Shoppers Drug Mart in Canada has been a SCO customer since 1989. It uses the Unix vendor's operating system to run its approximately 800 locations. Back in '89 it started out with SCO's OpenServer 3, and in 2000, the company switched over to SCO's flagship product, UnixWare 7.1.1. Now in 2004, Shoppers is migrating over to the latest version of UnixWare, 7.1.4 because support for 7.1.1 is coming to an end, said Ian McMaster, manager of store technical services for Shoppers.
If Shoppers had had more time to devise another migration plan it would already be off SCO's UnixWare and onto Linux. In fact, Shoppers has a plan in place to move to Linux in 2005 if SCO wins the lawsuit and third party support for UnixWare does not improve, McMaster said.
McMaster said Shoppers has been satisfied with UnixWare's performance and reliability but is concerned about the platform's lack of third-party support and what will become of SCO if it loses its IBM suit. For example, Shoppers uses IBM's Informix Dynamic Server database, which does not support UnixWare. Additionally, Shoppers uses products from Dialogic Communications, which also does not support UnixWare.
BEA Systems Inc. only certified its application server for UnixWare after Shoppers paid it tens of thousands of dollars to do so, McMaster said.
"To me SCO seem to be staying afloat and that means you have to look at alternatives," he explained. "The IBMs, the BEAs and the Dialogics are pushing SCO down to a tier three vendor. We need a tier-one or a tier-two vendor that will do current ports and certification. We listen to vendors and watch their roadmaps and when SCO disappears that will be a signal (to move on)."
But McMaster was not happy about the prospect of abandoning SCO. He described the company's heyday in the mid-1990s and the fervor with which the company once sold its products. "They were a dynamic bunch and they had the same energy that Linux has today," he said. "I just think they blew it.
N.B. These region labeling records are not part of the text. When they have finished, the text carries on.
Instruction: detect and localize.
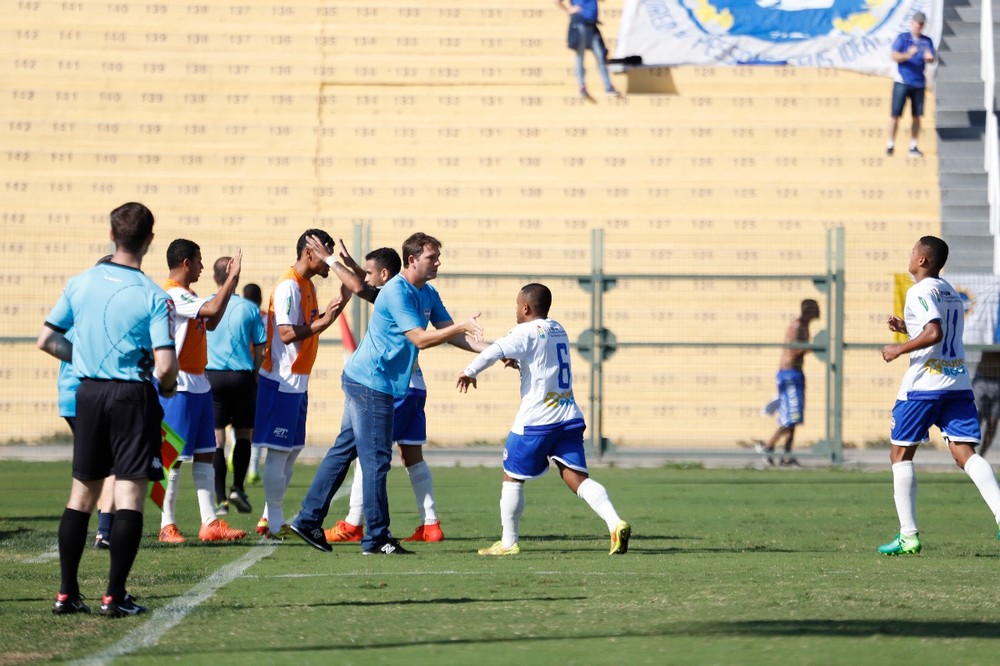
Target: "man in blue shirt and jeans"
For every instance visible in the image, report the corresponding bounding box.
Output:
[289,233,483,555]
[885,12,937,157]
Its CEOs were misguided and they never recovered."
He also expressed sadness about the company's potential demise. "It was a great company all through the '90s," he said. "It had the market in replicated sites and there were allegiances we've formed over the years. It's hard to think about losing them."
But SCO is determined to hang on and has dedicated itself to modernizing its line of products. On Monday it announced a developer preview of the next release of OpenServer, dubbed Legend. SCO is hoping that Legend will increase the number of applications available for SCO's OpenServer.
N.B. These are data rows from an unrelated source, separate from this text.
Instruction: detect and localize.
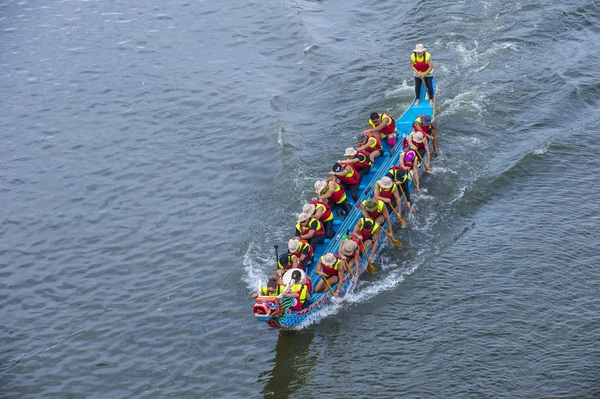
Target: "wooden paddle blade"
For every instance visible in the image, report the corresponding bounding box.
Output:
[367,263,377,274]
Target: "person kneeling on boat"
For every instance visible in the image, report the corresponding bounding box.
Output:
[315,252,346,296]
[302,202,335,238]
[413,114,438,157]
[296,212,325,248]
[338,237,360,282]
[288,238,315,269]
[329,162,360,202]
[275,253,302,278]
[400,148,421,191]
[315,180,352,219]
[338,147,373,179]
[364,112,398,148]
[408,130,431,169]
[373,176,402,215]
[352,216,381,254]
[360,198,394,235]
[282,270,310,312]
[252,277,285,298]
[386,165,410,212]
[315,252,346,296]
[357,133,381,162]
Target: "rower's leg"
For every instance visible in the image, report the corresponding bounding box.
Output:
[415,76,421,105]
[425,76,434,104]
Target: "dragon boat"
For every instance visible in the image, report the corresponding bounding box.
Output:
[253,86,435,329]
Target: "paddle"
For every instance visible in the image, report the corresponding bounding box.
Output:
[414,144,431,172]
[343,259,358,287]
[421,76,430,100]
[381,227,406,245]
[321,276,340,296]
[394,184,412,219]
[390,203,406,225]
[360,240,377,274]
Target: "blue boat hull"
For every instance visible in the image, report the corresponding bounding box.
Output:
[255,83,435,329]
SCO's vice-president of engineering, Sandy Gupta, said Legend has a 100 per cent increase in file system speed, updated Java support and an average of more than 20,000 hours of uptime before a reboot is required. Legend will ship in the first quarter of 2005.
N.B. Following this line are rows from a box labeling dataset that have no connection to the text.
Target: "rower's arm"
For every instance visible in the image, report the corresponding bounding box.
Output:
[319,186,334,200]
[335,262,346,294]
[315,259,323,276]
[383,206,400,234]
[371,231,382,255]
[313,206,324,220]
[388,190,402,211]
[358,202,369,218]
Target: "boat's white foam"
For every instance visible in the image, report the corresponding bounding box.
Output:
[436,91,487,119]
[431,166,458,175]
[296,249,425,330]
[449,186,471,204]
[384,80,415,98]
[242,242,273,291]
The company also announced its SCO Marketplace initiative, which lets developers bid online for development work. Those who win the bid will be paid by SCO for their development efforts. Marketplace is not yet live but SCO promised to release more information in upcoming months.
Additionally, SCO introduced its latest effort to develop a 64-bit Unix, Project Diamond. Diamond will be available in 2006.
Finally, SCO has released SCOoffice Server 4.1, which it touts as an alternative to Microsoft's Exchange server. It has e-mail virus and junk mail filtering capabilities along with secure e-mail access. It includes collaboration tools for scheduling meetings, sharing contact lists and folders. It also supports Microsoft Outlook, Qualcomm Inc.'s Eudora and Netscape. Additionally, mobile workers can access their e-mail from remote locations.